Reisebilder aus Bayern

   

Von der Stadtmauer Ulms kragt eine Kanzel gen Donau hinaus. Sie ist nur klein, liegt ein bißchen erhöht. Die Altstadt stößt sie fast hinunter und läßt keinen Anlauf zu. Das tapfere Schneiderlein weiß nicht, daß es Anlauf braucht, damit ihm der Wind unter die Gleitflügel greift. Es weiß aber, daß die gewölbt sein müssen und in der Mitte breiter, damit die Luft oben herum einen längeren Weg hat und somit schneller als unten herum fließt, und ein Unterdruck entsteht. Das Ulmer Publikum will das Schneiderlein fallen sehen. Dieses stürzt die sieben Meter hinab in die Donau, und der Gleitflug hat noch weitere hundert Jahre Zeit, sich auf den Menschen vorzubereiten.

Der Lesesaal des Benediktinerklosters Wiblingen ist dicht bevölkert von weißen und goldenen Statuen aus der griechischen Tugendlehre. Er ist beschirmt von einem Freskenhimmel, in dem Mönche und Dido, die liebeskranke Königin Phöniziens, friedlich koexistieren. Ringsum stehen geschwungene, pasteuse Bücherregale mit einst prächtigem Buchbestand. Jetzt ist der schütter, lückenhaft, als hätten sich Motten in einen alten Teppich eingenistet. "Ora et labora et lege!", sagten die Benediktiner, bevor sie sich gegen Ulms Luthertum verwahrten. Danach aber reichte die lektürearme Pracht aus Blattgold und Marmorimitat zum simplen: "Impera!" Imperemur et stupeamus.

Steile, kurze Stufen aus bröckeligem, grauem Steinpflaster vermitteln zum Unterwasser hinter der Leipheimer Staustufe.
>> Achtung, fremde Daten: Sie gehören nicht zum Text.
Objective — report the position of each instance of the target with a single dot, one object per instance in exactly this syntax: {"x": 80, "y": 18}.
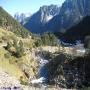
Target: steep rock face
{"x": 22, "y": 18}
{"x": 9, "y": 23}
{"x": 37, "y": 21}
{"x": 71, "y": 12}
{"x": 78, "y": 32}
{"x": 69, "y": 74}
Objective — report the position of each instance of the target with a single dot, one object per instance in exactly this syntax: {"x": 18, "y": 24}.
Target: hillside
{"x": 79, "y": 31}
{"x": 71, "y": 12}
{"x": 21, "y": 66}
{"x": 9, "y": 23}
{"x": 58, "y": 19}
{"x": 37, "y": 21}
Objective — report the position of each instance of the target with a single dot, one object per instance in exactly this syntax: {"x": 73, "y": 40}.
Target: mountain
{"x": 71, "y": 12}
{"x": 78, "y": 32}
{"x": 22, "y": 18}
{"x": 9, "y": 23}
{"x": 40, "y": 18}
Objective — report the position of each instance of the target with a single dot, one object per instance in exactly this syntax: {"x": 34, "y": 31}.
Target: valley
{"x": 46, "y": 50}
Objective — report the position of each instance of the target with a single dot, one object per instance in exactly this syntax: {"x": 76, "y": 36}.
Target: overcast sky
{"x": 26, "y": 6}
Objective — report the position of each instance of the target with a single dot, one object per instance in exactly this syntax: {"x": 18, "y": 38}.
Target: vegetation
{"x": 16, "y": 49}
{"x": 9, "y": 23}
{"x": 47, "y": 38}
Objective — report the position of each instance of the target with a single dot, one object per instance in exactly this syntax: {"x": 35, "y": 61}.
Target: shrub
{"x": 7, "y": 55}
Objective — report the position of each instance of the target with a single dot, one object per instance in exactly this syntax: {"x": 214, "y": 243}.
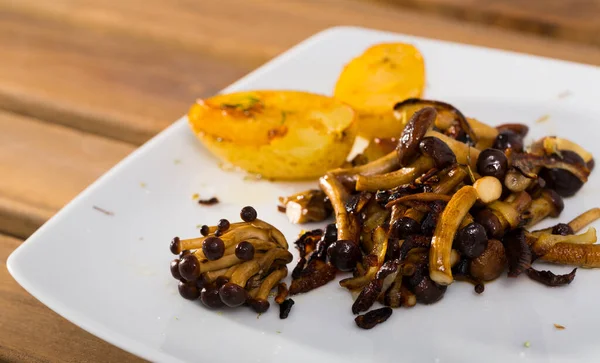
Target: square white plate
{"x": 109, "y": 275}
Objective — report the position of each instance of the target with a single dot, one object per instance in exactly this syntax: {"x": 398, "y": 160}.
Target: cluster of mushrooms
{"x": 451, "y": 199}
{"x": 234, "y": 264}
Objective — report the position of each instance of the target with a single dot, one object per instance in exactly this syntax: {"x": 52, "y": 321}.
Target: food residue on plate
{"x": 435, "y": 197}
{"x": 102, "y": 210}
{"x": 211, "y": 201}
{"x": 542, "y": 119}
{"x": 564, "y": 94}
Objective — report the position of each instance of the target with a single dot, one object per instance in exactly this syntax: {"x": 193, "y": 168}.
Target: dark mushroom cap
{"x": 562, "y": 181}
{"x": 174, "y": 246}
{"x": 248, "y": 214}
{"x": 490, "y": 222}
{"x": 562, "y": 229}
{"x": 259, "y": 305}
{"x": 204, "y": 230}
{"x": 344, "y": 255}
{"x": 223, "y": 225}
{"x": 405, "y": 227}
{"x": 555, "y": 199}
{"x": 188, "y": 290}
{"x": 232, "y": 294}
{"x": 210, "y": 298}
{"x": 413, "y": 133}
{"x": 213, "y": 248}
{"x": 492, "y": 162}
{"x": 508, "y": 139}
{"x": 438, "y": 150}
{"x": 189, "y": 267}
{"x": 175, "y": 269}
{"x": 244, "y": 251}
{"x": 471, "y": 240}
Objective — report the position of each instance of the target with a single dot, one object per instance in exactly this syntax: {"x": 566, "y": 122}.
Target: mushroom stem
{"x": 307, "y": 206}
{"x": 502, "y": 215}
{"x": 546, "y": 241}
{"x": 517, "y": 182}
{"x": 373, "y": 261}
{"x": 488, "y": 189}
{"x": 465, "y": 154}
{"x": 574, "y": 254}
{"x": 259, "y": 245}
{"x": 554, "y": 145}
{"x": 582, "y": 220}
{"x": 379, "y": 166}
{"x": 548, "y": 204}
{"x": 440, "y": 269}
{"x": 450, "y": 180}
{"x": 274, "y": 233}
{"x": 419, "y": 197}
{"x": 393, "y": 179}
{"x": 485, "y": 133}
{"x": 221, "y": 263}
{"x": 282, "y": 293}
{"x": 260, "y": 264}
{"x": 346, "y": 224}
{"x": 270, "y": 281}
Dünn, lang und dicht treibt sich gelbes Unkraut in die Fugen, derweil sich das Illerhochwasser in breiter Front über die Stauklappen des Wehres wälzt. Das Ruderboot tänzelt ungefährdet in geringem Kehrstrom. Der hat im Oberwasser vor dem Wehr das gelbe Licht an und die Schleuse abgeschaltet. Dort künden die Schilder von der Lebensgefahr. Ohne Schleusenwärter droht die Gefahr allgegenwärtig, unbestimmt und unbedingt. Vor allem dem Kraftwerk. Um sich vor Schadensersatzforderungen zu schützen, hieß es uns, das Boot umzutragen. Steil und bröckelig ist die Treppe zum Unterwasser und voller Unkraut.
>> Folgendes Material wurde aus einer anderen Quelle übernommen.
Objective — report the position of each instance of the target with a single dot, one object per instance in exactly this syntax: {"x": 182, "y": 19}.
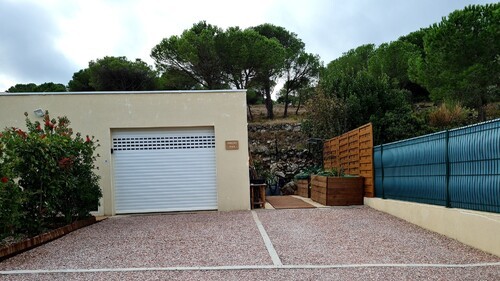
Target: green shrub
{"x": 54, "y": 172}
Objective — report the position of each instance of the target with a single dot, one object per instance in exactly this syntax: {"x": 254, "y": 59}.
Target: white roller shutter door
{"x": 164, "y": 170}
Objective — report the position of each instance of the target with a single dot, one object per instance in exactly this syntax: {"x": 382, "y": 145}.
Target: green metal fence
{"x": 459, "y": 168}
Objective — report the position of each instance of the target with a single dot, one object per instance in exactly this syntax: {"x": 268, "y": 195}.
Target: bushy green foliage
{"x": 461, "y": 59}
{"x": 306, "y": 173}
{"x": 47, "y": 176}
{"x": 32, "y": 87}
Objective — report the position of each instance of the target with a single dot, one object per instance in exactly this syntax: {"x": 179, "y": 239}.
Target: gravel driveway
{"x": 354, "y": 243}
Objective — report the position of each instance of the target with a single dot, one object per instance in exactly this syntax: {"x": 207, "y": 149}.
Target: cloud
{"x": 27, "y": 52}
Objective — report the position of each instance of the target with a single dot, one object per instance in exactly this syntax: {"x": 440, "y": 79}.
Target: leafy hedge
{"x": 46, "y": 177}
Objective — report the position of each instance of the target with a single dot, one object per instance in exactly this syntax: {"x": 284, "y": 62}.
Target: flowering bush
{"x": 46, "y": 174}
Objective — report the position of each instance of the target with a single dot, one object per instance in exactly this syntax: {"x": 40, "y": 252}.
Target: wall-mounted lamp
{"x": 39, "y": 112}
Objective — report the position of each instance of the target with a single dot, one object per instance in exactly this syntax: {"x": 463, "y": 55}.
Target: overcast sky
{"x": 48, "y": 40}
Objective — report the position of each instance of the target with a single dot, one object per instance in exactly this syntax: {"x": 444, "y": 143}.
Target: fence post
{"x": 447, "y": 159}
{"x": 382, "y": 168}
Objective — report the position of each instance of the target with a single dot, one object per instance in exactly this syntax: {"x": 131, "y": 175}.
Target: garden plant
{"x": 47, "y": 177}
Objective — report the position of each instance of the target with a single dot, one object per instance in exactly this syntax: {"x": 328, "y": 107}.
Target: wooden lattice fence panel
{"x": 353, "y": 152}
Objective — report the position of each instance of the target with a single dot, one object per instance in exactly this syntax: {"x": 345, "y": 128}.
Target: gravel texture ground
{"x": 345, "y": 238}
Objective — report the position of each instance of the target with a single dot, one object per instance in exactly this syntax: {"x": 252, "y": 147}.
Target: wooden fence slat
{"x": 352, "y": 152}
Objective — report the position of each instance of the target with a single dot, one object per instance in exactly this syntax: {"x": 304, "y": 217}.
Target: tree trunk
{"x": 250, "y": 115}
{"x": 285, "y": 113}
{"x": 298, "y": 106}
{"x": 269, "y": 103}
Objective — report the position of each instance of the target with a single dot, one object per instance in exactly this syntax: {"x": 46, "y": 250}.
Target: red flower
{"x": 21, "y": 133}
{"x": 65, "y": 163}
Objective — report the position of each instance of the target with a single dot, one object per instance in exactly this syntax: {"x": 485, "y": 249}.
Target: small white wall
{"x": 97, "y": 113}
{"x": 480, "y": 230}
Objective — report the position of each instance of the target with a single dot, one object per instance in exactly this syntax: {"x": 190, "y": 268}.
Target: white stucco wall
{"x": 480, "y": 230}
{"x": 98, "y": 113}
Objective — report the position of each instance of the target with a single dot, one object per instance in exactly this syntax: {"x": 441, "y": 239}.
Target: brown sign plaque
{"x": 232, "y": 145}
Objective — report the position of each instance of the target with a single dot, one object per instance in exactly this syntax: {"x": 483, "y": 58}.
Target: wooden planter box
{"x": 303, "y": 188}
{"x": 337, "y": 191}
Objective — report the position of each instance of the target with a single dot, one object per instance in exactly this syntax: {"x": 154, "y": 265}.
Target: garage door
{"x": 164, "y": 170}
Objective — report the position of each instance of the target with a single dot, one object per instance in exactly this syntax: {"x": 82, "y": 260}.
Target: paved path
{"x": 350, "y": 243}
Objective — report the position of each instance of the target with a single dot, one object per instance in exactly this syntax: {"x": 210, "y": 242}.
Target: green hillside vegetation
{"x": 439, "y": 77}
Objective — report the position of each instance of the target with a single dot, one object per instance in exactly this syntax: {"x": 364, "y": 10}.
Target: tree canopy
{"x": 194, "y": 54}
{"x": 115, "y": 74}
{"x": 32, "y": 87}
{"x": 461, "y": 59}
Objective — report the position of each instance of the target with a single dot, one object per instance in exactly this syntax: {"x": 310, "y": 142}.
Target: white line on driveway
{"x": 269, "y": 245}
{"x": 246, "y": 267}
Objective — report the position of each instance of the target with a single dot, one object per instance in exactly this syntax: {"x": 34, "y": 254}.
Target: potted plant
{"x": 334, "y": 188}
{"x": 303, "y": 180}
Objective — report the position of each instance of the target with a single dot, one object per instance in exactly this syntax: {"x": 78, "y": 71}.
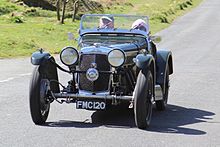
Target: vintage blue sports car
{"x": 116, "y": 62}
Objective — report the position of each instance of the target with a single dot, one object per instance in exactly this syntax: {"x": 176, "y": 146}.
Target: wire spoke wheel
{"x": 39, "y": 103}
{"x": 142, "y": 99}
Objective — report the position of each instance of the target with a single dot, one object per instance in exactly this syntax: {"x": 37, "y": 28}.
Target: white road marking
{"x": 15, "y": 77}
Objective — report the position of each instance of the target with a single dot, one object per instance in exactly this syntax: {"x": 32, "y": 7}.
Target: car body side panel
{"x": 163, "y": 61}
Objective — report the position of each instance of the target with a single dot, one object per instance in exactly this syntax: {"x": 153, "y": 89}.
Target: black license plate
{"x": 90, "y": 105}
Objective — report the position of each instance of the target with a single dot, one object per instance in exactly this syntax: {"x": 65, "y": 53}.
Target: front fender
{"x": 163, "y": 61}
{"x": 47, "y": 69}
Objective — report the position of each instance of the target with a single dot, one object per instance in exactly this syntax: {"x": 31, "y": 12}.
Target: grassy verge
{"x": 23, "y": 30}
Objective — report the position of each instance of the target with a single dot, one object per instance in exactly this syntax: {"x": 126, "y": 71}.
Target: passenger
{"x": 106, "y": 22}
{"x": 140, "y": 24}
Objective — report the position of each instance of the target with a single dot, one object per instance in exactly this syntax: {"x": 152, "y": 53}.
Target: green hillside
{"x": 24, "y": 29}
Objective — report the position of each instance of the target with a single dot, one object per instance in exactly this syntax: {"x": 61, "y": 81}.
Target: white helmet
{"x": 140, "y": 24}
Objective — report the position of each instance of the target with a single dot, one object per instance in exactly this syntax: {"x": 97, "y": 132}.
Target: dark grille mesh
{"x": 101, "y": 84}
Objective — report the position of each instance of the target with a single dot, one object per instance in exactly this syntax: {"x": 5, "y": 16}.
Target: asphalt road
{"x": 191, "y": 119}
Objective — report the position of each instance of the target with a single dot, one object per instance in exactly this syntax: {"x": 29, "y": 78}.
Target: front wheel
{"x": 39, "y": 104}
{"x": 142, "y": 99}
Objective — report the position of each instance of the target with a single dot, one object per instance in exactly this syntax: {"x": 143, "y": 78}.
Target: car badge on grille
{"x": 93, "y": 65}
{"x": 92, "y": 74}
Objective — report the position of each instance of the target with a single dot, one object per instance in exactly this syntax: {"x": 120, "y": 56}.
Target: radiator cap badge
{"x": 92, "y": 74}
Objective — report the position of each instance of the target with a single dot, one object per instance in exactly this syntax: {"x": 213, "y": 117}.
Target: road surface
{"x": 191, "y": 119}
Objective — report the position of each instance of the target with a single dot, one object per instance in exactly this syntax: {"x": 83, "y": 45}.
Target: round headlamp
{"x": 69, "y": 56}
{"x": 116, "y": 57}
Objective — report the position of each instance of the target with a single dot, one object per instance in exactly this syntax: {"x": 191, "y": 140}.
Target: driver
{"x": 106, "y": 22}
{"x": 140, "y": 24}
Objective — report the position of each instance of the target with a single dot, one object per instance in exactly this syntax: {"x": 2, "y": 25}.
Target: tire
{"x": 39, "y": 106}
{"x": 142, "y": 99}
{"x": 161, "y": 104}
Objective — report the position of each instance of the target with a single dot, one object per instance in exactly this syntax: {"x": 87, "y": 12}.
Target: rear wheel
{"x": 142, "y": 99}
{"x": 39, "y": 104}
{"x": 161, "y": 104}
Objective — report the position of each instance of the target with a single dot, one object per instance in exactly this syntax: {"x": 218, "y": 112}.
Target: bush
{"x": 5, "y": 9}
{"x": 17, "y": 19}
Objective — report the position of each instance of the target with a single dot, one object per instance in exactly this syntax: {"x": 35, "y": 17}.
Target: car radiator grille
{"x": 102, "y": 83}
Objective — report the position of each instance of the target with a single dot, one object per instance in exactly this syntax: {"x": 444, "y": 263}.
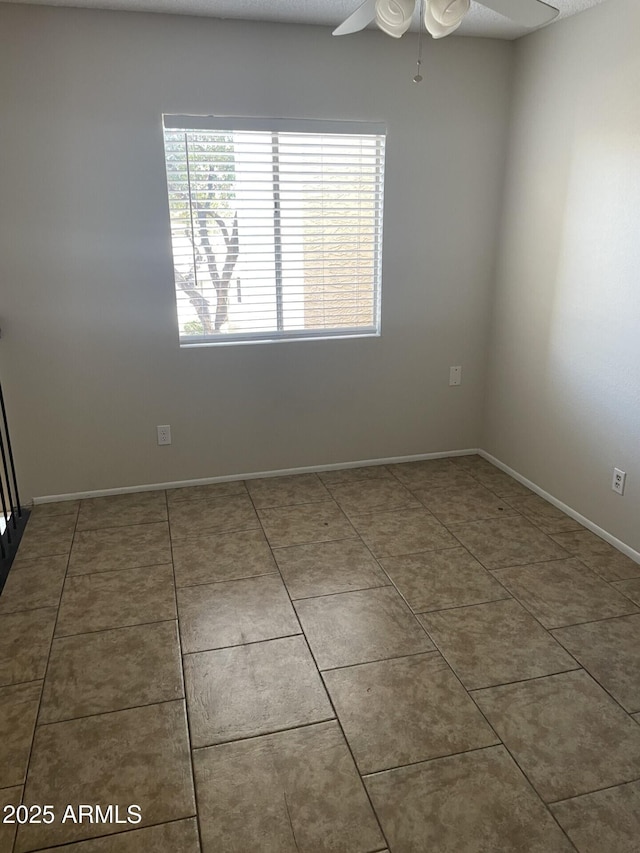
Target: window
{"x": 276, "y": 227}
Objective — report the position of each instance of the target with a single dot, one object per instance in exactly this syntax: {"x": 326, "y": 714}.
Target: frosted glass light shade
{"x": 394, "y": 16}
{"x": 442, "y": 17}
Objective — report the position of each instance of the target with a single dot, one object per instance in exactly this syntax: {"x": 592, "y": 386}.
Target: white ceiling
{"x": 328, "y": 13}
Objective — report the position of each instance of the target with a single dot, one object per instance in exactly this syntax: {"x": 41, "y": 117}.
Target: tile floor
{"x": 417, "y": 657}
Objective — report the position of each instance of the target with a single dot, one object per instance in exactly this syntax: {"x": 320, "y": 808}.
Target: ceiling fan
{"x": 441, "y": 17}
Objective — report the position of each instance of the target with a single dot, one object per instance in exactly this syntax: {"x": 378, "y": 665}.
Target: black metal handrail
{"x": 13, "y": 516}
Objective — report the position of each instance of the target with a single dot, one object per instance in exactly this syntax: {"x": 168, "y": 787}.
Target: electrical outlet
{"x": 619, "y": 478}
{"x": 164, "y": 434}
Hinter den Donauauen erstreckt sich eine staubige Ebene. Das Donauried ist umgegraben, trockengelegt zu Maisfeldern, offen gelegt zum knirschenden Kieswerk. Eine Autostraße mit dürren Bäumchen und Fahrradweg vermittelt zu dem vereinzelten Hügel, auf dem Schloß Höchstadt steht. Immerhin hat die Provinz hier Stadtrechte, und eine detailverliebte Zinnsoldatensammlung spielt the Battle of Blenheim nach. Das war, als der Sonnenkönig einen Strohmann auf dem spanischen Thron installieren wollte. Auch die Wiener hatte einen Anwärter. Um die Angelegenheit zu regeln, mußte der Sonnenkönig nach Wien. Man traf sich in der Mitte, im Donauried, und schlug sich die Köpfe ein. Sieger waren die Engländer: Sie erhielten ihre Kriegsanleihen samt Zinsen zurück, Frankreich verlor den Rhein und Österreich die Pyrenäen. Den Trittbrettfahrer Wittelsbach warf die Geschichte unrühmlich ab. Wohl deswegen öffnet Bayern sein höchtstädtisches Zinnpanoptikum nur widerwillig auf Anfrage den englischen Touristen.
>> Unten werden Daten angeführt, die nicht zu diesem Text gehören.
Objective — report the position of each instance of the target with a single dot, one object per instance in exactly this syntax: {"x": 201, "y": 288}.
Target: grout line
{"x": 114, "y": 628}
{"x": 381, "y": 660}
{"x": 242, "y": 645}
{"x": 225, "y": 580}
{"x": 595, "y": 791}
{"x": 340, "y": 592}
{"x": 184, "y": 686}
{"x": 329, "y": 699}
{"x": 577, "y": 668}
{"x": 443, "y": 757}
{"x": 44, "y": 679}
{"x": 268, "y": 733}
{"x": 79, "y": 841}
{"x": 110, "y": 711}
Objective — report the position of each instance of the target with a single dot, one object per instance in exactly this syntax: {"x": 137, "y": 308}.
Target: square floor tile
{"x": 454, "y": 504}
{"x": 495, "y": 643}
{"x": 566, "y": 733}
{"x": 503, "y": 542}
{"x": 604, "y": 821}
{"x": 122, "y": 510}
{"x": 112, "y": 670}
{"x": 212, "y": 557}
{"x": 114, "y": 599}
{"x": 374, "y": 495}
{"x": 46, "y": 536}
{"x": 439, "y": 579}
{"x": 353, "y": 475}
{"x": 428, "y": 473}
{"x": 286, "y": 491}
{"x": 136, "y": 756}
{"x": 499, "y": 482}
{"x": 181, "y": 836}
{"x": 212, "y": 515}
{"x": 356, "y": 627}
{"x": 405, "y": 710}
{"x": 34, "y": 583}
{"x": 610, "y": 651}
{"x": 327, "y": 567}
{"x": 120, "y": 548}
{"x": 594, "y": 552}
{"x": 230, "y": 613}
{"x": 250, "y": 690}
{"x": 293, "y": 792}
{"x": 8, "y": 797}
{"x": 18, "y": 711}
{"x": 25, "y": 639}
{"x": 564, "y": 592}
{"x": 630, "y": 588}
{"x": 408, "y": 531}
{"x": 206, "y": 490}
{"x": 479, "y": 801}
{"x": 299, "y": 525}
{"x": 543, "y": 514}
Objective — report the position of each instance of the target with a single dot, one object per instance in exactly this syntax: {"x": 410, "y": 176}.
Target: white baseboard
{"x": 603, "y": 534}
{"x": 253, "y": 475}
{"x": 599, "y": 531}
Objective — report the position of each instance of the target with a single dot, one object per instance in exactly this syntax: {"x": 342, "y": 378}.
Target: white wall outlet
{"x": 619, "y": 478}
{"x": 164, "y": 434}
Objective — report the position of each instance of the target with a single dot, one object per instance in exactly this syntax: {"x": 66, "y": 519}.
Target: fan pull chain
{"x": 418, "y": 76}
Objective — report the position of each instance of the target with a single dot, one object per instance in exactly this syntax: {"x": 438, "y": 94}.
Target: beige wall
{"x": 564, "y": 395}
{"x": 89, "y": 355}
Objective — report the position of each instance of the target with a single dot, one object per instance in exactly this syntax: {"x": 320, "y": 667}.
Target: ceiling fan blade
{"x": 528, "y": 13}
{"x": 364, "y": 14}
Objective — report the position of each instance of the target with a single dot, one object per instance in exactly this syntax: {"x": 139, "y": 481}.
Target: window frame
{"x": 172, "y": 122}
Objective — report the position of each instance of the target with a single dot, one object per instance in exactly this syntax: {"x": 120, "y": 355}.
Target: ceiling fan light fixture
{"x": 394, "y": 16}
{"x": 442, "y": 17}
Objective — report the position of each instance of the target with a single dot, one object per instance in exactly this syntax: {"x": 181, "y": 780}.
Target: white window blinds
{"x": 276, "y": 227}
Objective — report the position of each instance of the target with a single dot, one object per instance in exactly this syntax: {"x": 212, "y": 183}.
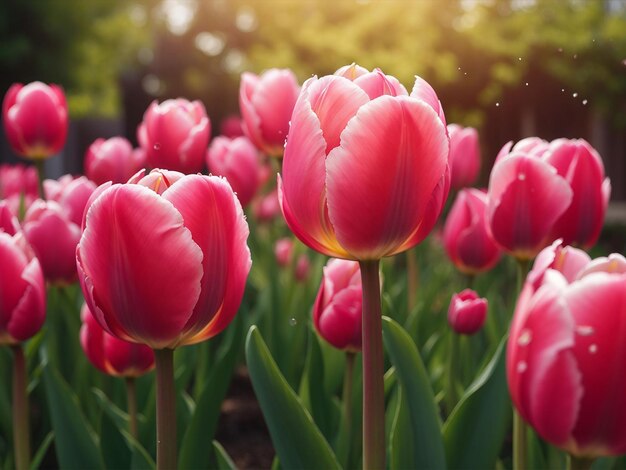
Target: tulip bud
{"x": 111, "y": 355}
{"x": 467, "y": 312}
{"x": 464, "y": 156}
{"x": 238, "y": 161}
{"x": 22, "y": 292}
{"x": 566, "y": 363}
{"x": 175, "y": 135}
{"x": 466, "y": 236}
{"x": 112, "y": 160}
{"x": 266, "y": 103}
{"x": 337, "y": 312}
{"x": 35, "y": 119}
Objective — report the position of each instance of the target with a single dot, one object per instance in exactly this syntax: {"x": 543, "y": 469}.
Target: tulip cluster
{"x": 566, "y": 364}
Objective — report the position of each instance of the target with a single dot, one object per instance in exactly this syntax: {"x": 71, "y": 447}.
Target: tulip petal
{"x": 598, "y": 305}
{"x": 381, "y": 179}
{"x": 144, "y": 262}
{"x": 215, "y": 218}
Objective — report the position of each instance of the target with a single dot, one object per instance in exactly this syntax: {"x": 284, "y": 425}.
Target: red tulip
{"x": 581, "y": 166}
{"x": 112, "y": 160}
{"x": 266, "y": 103}
{"x": 35, "y": 119}
{"x": 175, "y": 135}
{"x": 464, "y": 156}
{"x": 337, "y": 313}
{"x": 566, "y": 363}
{"x": 364, "y": 176}
{"x": 53, "y": 237}
{"x": 164, "y": 261}
{"x": 283, "y": 250}
{"x": 238, "y": 161}
{"x": 466, "y": 236}
{"x": 526, "y": 199}
{"x": 22, "y": 292}
{"x": 467, "y": 312}
{"x": 110, "y": 354}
Die Ilz legt flach und voller Wasserrosen und Enten eine Schlinge um Donauwörth, das sich stolz auf einem gut gesicherten Hügel erhebt. Hier stoßen die Schwäbische und die Fränkische Alb zusammen, erzwingen eine nord-süd-gehende Fernhandelsstraße und dadurch Reichtum und Reichsstadt für Donauwörth. Das Städtchen war einmal so selbständig, wie es Hamburg heute ist. Deshalb landete der Reichsadler auf dem städtischen Brunnen, und die Kaufleute auf der Reichsstraße haben ihre effizient-streng giebelständigen, gotischen Wohn- und Handelshäuser in Reih und Glied bewahrt. Das Rathaus am unteren Ende der Straße verwaltet bescheiden diesen Gewerbefleiß. Am oberen Ende prunkt im Renaissancestil eine Fuggerei. Europas Adel hatte sich nämlich beim augsburgischen Bankhaus überschuldet und bot Noblesse und Land gegen Schulden. Augsburg nahm an. Donauwörths Reichsadler wurden die Flügel abgeschlagen und er zahlte den von Fuggern die Zeche.

Marxheim gegenüber mündet von den Alpen kommend der Lech in die Donau. Tatsächlich mündet hier die Donau, vom Schwarzwald kommend, in den Lech. Hydrologisch wenigstens. Der dürre Karstfluß ist nur der Namensgeber. Dicht fällt der Gewitterregen, grell hinterleuchtet von milchig-dünnen, sonnigen, dicht gewebten Wolken. Die Wasseroberfläche wird zum abstrakten Gemälde aus silbrigem Weiß und steingrauen Schattenrissen eingestreutem, zerfaserten Unwetters. Wir haben uns unter der Brücke untergestellt. Deren Regenrinnen speien Wasser aus. Gegen so viel Lärm bleiben wir stumm und betrachten das Wasser, wie es den Rand einer Reifenspur erreicht und, den kleinsten Regungen des Reliefs genau folgend, sich über Kaskaden, Gräben in den nächst-, seitlich oder parallel gelegene Kuhle ergießt. In das faszinierende Spiel scheinbaren Zufalls und regelhaften Zwanges greift der Peekhaken als Landschaftsarchitekt ein, bis daß in den Reifenspuren unter der Brücke eine Seenplatte entstanden ist. Nach dem Regen muß einer von uns zum Boot zurück und ausschöpfen. Es ist halb voll Wasser.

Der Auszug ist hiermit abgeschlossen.